When times are scary, it helps to have a guide who knows the way forward. With a possible recession lurking, we reached out to someone who’s weathered multiple recessions.
Paul Achleitner is former chair of Deutsche Bank’s supervisory board, former CFO of financial services giant Allianz, and a former Goldman Sachs partner, and is now a newly minted author with his first book, Accelerate Your Experience, due out August 21.
To help calm possible CFO anxiety, CFO Brew asked Achleitner about the possibility of recession, how a recession now could differ from past ones, and how CFOs need to be prepared.
This interview has been edited for clarity and length.
I’ll just start with the biggie. Do you think we are on the precipice of a recession?
We all know recessions do come. The timing of them is always relatively uncertain…If everybody says no, then suddenly something happens. I think the risk that we currently have is the next recession will probably be triggered by a political act. We have an environment where regulatory activities, not just regulatory, but government interventions, are actually the rule rather than the exception. And I think some of those have the potential of triggering a recession. So I wouldn’t want to forecast when that happens, but I would say it’s definitely sure that it will.
What are some similarities between this moment and other pre-recession periods that you’ve experienced?
The similarity could be called what people have called in the past irrational exuberance. I think we are again in a situation where market exuberance exceeds the hardcore realities that we actually are experiencing in terms of hard facts and numbers.
What’s different is we are right now undergoing very deep and very significant structural changes globally, in terms of trade policies, in terms of supply chains, but also in terms of technological innovation and disruption. That is in itself already a huge challenge for business, but in a quote unquote “bullish” market environment, you can actually deal with that easier than in a recessionary environment. So the risk…is that those two are overlapping each other, and that could actually put people into quite severe tests.
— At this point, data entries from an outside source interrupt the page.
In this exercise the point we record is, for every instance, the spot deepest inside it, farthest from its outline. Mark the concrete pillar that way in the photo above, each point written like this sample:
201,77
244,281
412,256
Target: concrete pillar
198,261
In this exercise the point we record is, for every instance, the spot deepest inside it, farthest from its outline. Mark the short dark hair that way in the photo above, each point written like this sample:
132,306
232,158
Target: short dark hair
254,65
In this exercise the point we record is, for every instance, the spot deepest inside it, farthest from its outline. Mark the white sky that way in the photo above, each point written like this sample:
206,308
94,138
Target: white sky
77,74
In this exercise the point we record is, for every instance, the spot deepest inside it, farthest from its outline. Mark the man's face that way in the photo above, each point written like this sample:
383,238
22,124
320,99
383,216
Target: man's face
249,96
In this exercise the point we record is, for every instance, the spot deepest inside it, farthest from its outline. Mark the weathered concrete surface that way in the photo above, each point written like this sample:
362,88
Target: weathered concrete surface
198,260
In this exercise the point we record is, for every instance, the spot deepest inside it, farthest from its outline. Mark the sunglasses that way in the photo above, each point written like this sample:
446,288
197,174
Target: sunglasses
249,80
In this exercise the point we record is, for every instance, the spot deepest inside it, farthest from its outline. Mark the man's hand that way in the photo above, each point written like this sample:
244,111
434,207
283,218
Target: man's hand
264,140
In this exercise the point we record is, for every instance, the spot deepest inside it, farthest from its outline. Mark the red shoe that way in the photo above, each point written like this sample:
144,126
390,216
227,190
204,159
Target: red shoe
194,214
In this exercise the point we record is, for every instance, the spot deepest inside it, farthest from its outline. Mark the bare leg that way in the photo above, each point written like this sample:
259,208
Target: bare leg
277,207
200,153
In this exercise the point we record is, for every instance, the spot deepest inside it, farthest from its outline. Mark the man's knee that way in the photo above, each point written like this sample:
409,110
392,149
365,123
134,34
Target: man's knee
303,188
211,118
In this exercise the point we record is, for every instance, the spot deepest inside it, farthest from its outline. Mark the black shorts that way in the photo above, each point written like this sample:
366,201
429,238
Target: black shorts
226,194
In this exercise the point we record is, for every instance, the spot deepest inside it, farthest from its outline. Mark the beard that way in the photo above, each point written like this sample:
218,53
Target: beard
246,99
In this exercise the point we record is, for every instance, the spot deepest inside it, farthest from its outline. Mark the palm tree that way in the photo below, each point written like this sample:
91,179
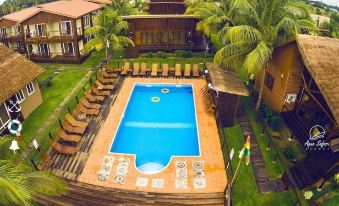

What could be different about a new recession compared to others we’ve had in the past?
One is the significant technological disruption that we are currently seeing…The second thing that is going to be different is that we are in a world that’s no longer flat. We are in a world that’s fluid. We have governments that will focus on their domestic audiences and interests. And there is therefore a low likelihood that there will be joint, global, well-coordinated efforts that will deal with global economic issues, which we have had in the past and which have been rather beneficial.
And finally, what’s also different is the ubiquity of social media, which will put an enormous pressure on companies.
Is there something CFOs should be doing differently this time around to prepare?
I would argue, flexibility to react to very different kinds of circumstances. And flexibility to build that into your business model, be it supply chain issues; we’ve learned the criticality of not being reliant on just one or two suppliers during the Covid situation.
I think the question of how to continue to attract talent in a very difficult type of environment will continue to be a very important element that will distinguish those people who get through such a crisis in a better fashion than others.
Strategy is a lot about what not to do, rather than just what to do. And I think focus is something that becomes even more relevant in a recessionary environment, because you can’t afford all the niceties.
We also live in a world where everybody is looking for charismatic leadership, and confuses very often charisma with competence. So one of the jobs that CFOs actually have is to keep people under control and not fall for the seductiveness of narrators, and not just go for convincing stories, but look at facts.